By Senator, Lena C. Taylor
On January 11th 1944, President Franklin D. Roosevelt stood before the United States Congress and delivered the State of the Union Address.
During his address President Roosevelt proposed a second “bill of rights.”
President Roosevelt posited that “necessitous men are not free men” and that not until Americans were free of economic pressures could they live freely, his second bill of rights aimed at granting rights that guaranteed economic security – such as the right to employment with a fair wage, the right to food and clothing, the right to education, the right to housing and the right to healthcare.
These rights were never accepted as a bill of rights; however legislators, activists and citizens across our country continue to fight every day to ensure that these rights are protected by our government.
On March 23rd 2010 the Patient Protection and Affordable Care Act was signed into law, making much needed changes to our healthcare system and ensuring that previously uninsured peoples would have access to healthcare.
While only one of the many rights President Roosevelt proposed in his second bill of rights, healthcare represented a serious and much needed step in the road to freeing Americans everywhere of the economic strain that held them back.
Four years later, and we are just beginning to see the effects of the Affordable Care Act (ACA).
The Commonwealth Fund published a report earlier this month that estimated that a total of 9.5 million fewer adults are uninsured following the implementation of the ACA. Additionally, 58 percent of Americans covered under the ACA have said they are better off than they were beforehand, and only 9 percent said they were worse off.
The numbers are starting to come in and they look more than promising for the future of the ACA. It is quite clear then, that the ACA is fulfilling its purpose of bringing quality healthcare to all Americans.

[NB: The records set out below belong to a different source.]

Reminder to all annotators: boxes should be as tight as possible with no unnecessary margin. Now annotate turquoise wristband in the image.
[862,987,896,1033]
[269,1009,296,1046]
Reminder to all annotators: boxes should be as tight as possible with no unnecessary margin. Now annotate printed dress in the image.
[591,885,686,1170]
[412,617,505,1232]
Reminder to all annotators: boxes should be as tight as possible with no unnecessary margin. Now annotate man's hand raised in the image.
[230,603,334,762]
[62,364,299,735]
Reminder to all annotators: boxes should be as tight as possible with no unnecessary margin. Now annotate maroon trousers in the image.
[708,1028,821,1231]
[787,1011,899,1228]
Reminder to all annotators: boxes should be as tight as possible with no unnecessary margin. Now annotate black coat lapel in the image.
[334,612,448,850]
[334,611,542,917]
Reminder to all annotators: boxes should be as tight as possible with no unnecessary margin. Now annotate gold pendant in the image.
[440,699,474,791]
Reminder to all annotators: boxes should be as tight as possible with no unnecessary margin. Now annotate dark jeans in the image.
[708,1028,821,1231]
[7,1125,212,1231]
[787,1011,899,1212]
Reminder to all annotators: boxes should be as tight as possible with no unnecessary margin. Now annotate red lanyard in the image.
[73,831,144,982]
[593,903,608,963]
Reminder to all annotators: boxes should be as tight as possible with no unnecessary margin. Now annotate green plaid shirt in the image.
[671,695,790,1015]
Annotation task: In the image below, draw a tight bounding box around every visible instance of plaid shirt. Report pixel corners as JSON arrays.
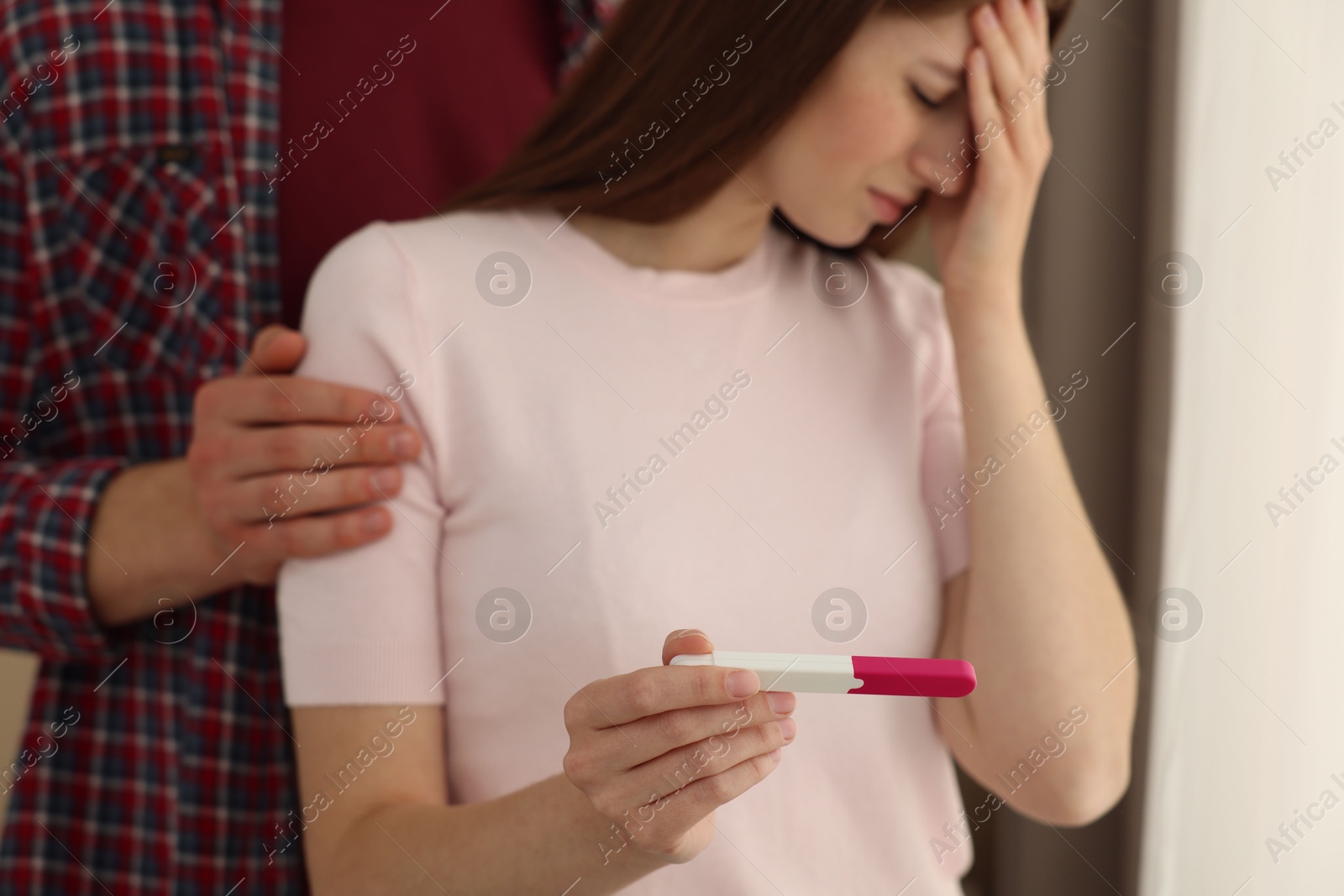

In spite of the numbers, Republicans continue to argue that the law is ineffective.
Due to the cost of the law and the persistence of the GOP and Republican based voters; it is likely that this fight and the critics of the ACA will not go away. In fact, in our own state of Wisconsin Republican legislators are preventing tens of thousands of hardworking Wisconsin citizens from receiving healthcare.
In February of 2013 Governor Walker chose to reject federal funds and shrink BadgerCare (instead of expanding it as the ACA called for), effectively ensuring that tens of thousands of Wisconsinites would lose their healthcare – instead of working to guarantee that all of our state was covered.
This action flew in the face of sense. There is a reason that all of our neighboring states and nine GOP governors have taken the opportunity to provide healthcare for their states. It just plain makes sense; both from a economic sense, as well as a compassionate and human sense.
As President Roosevelt said in his State of the Union Address, “true individual freedom cannot exist without economic security and independence.” Removing healthcare from our neighbors, our friends and our coworkers only stands to hurt them, and by proxy hurt the rest of our state’s economy and ourselves.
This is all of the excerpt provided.